Some leaders expressed skepticism that another committee could help them affect meaningful change.
“We feel like committees are just putting things off, it took us four years to get here and we feel like we’re at a key place, we don’t want to lose this,” said one activist, named Bar.
Bar Shalom encouraged the leaders to have a little faith, and added that each tent city should take concrete action by presenting the alternative panel of experts with a list of 15 specific demands.
The alternative panel, including experts in housing, sociology, health, education, employment, public leadership and legal rights, will be meeting with protest leaders across the country for an additional month before presenting their findings to the public and government representatives.
Other volunteers said they didn’t feel like they were connecting with religious and haredi populations and had trouble convincing them to get them involved in the protest.
“That’s why I’m here,” Bar Shalom answered, and added that if protesters were really serious about involving the haredi community, they would need to dress more modestly, including not wearing shorts or tank tops.
One activist named Tomer said he had difficulty accepting haredi protesters, because the haredi establishment does not give them the education or the tools they need to succeed financially, condemning them to a life of poverty that is subsidized by taxes from the middle class.

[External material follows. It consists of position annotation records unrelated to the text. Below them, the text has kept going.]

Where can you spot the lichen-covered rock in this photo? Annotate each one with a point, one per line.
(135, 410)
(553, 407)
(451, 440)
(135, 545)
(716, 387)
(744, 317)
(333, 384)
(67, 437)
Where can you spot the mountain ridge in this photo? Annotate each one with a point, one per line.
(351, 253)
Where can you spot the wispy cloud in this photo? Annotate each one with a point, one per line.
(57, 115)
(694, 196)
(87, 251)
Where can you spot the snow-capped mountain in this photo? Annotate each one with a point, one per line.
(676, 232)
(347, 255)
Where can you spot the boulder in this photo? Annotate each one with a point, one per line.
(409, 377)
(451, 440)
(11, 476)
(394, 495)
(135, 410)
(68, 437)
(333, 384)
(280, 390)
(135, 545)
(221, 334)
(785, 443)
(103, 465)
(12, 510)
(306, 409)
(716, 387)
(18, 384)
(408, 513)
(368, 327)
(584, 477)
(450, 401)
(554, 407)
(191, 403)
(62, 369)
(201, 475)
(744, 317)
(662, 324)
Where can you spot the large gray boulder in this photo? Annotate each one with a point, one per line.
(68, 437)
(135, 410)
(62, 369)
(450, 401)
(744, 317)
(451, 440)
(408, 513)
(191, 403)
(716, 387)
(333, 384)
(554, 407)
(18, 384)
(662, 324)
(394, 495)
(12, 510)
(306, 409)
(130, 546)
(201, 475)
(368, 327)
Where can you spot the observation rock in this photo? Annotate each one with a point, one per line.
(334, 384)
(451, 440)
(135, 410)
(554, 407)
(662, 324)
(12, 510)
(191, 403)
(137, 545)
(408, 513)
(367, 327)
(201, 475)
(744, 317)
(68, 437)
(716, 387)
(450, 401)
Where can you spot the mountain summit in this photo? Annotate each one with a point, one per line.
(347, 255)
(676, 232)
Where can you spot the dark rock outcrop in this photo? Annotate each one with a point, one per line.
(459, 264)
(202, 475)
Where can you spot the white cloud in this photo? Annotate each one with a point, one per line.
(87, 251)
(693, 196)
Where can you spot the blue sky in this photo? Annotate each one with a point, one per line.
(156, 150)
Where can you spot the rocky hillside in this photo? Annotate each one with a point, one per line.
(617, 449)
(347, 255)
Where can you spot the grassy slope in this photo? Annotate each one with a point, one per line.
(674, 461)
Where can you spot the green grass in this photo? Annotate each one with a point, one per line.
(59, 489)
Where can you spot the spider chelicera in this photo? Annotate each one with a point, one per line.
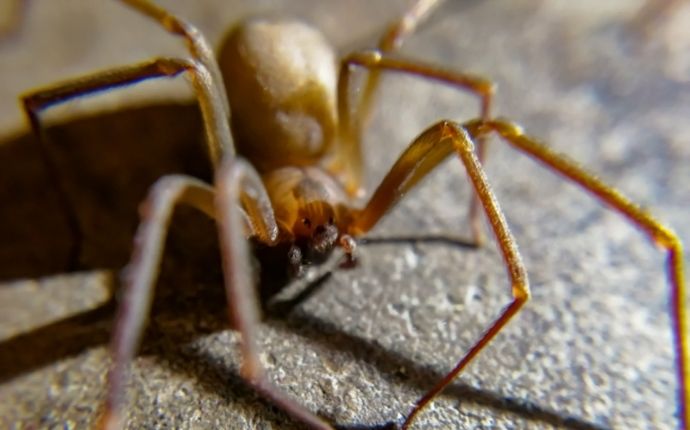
(285, 143)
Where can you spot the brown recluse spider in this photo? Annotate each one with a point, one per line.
(285, 144)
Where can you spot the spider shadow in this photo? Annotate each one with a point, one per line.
(36, 242)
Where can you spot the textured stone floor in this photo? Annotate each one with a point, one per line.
(591, 350)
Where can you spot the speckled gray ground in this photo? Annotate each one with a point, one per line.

Bar Shalom countered that institutions such as her Charedi College worked to put haredim into the workforce in acceptable frameworks.
She stressed that the best way to work together is to listen to each side.
“It was a good meeting, she really came to cooperate and to listen,” Itai Gutler, the head of the student union at Hebrew University told The Jerusalem Post. He added that her insight would help the demonstrators reach out to more haredim.
“She’s a way for us to connect with haredi community,” he said.
“Contrary to the widelyheld opinion that there’s confusion and everyone wants something different, they are checking what will work and what won’t, what’s possible to attain and what’s not,” Bar Shalom told the Post after the meeting.
“It’s impossible to do everything at once, but we have to start with something,” she said. “When we sit and everyone tells what they’ve learned, we will definitely find the way to solve these problems.”